Ese día aquel hombre había tenido una agria discusión con su mujer por causa de un costoso electrodoméstico descompuesto. Como ocurre en muchas familias, la mujer empezó a hablar muy temprano y dos horas después no había terminado de hacer la lista completa de sus quejas. El propio marido me contó que ella decía: a mi hay que oírme; soy una mujer dedicada a su casa, a su familia; cuando yo digo una cosa se lo que estoy diciendo; tienen que hacerme caso. Harto de oír lo mismo, el hombre dio un portazo y salió a la calle sin saber bien donde iría.

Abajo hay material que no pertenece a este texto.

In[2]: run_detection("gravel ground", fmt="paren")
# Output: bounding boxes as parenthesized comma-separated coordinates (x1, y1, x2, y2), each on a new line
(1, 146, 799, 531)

Cuando llegó a la calle principal que conduce a su oficina, decidió entrar en la estación del Metro; bajó las escaleras, hizo cola detrás de otras personas en boletería; enseguida echo a andar hasta el andén. Ahí permaneció varios minutos mirando los rieles del tren que paró justo delante de él y corrió las puertas. Subió al vagón y se sentó en el primer asiento que vio vacío. Al arrancar el tren acomodó la espalda y cerró los ojos. Pero oyó una tos y entonces reparó en que frente a él viajaba un viejo delgadísimo que parecía recién salido de un hospital.
¿Estará tuberculoso? Optó por cambiar de asiento. Fue entonces cuando conocí al sujeto; se sentó a mi lado y sonrió. ¿Ha visto ese viejo que tose ahí atrás? tiene cara de estar muy enfermo. Eso lo verá todos los días si toma este tren; fíjese en esa mujer gorda con pantalones cortos; le faltan muchos dientes; lleva los zapatos rotos; acaba de decirle a la del pañuelo verde que no tiene trabajo, ni su marido tampoco. Aquí se ve y se oye de todo.
Con solo observar a los pasajeros del tren sabrá lo mal que estamos viviendo en este país de nuestras culpas. ¿En que trabaja usted? Soy periodista; escribo para un diario matutino. Yo vendo productos enlatados: sardinas, arenques, atún. ¿En cual estación se quedará? En la de la Universidad Autónoma. ¿Estudia alguna carrera? No; es mi hijo quien estudia allí; lo llamé para que me transportara a la casa. Como ya sabe, salí furioso; pero volveré tranquilo.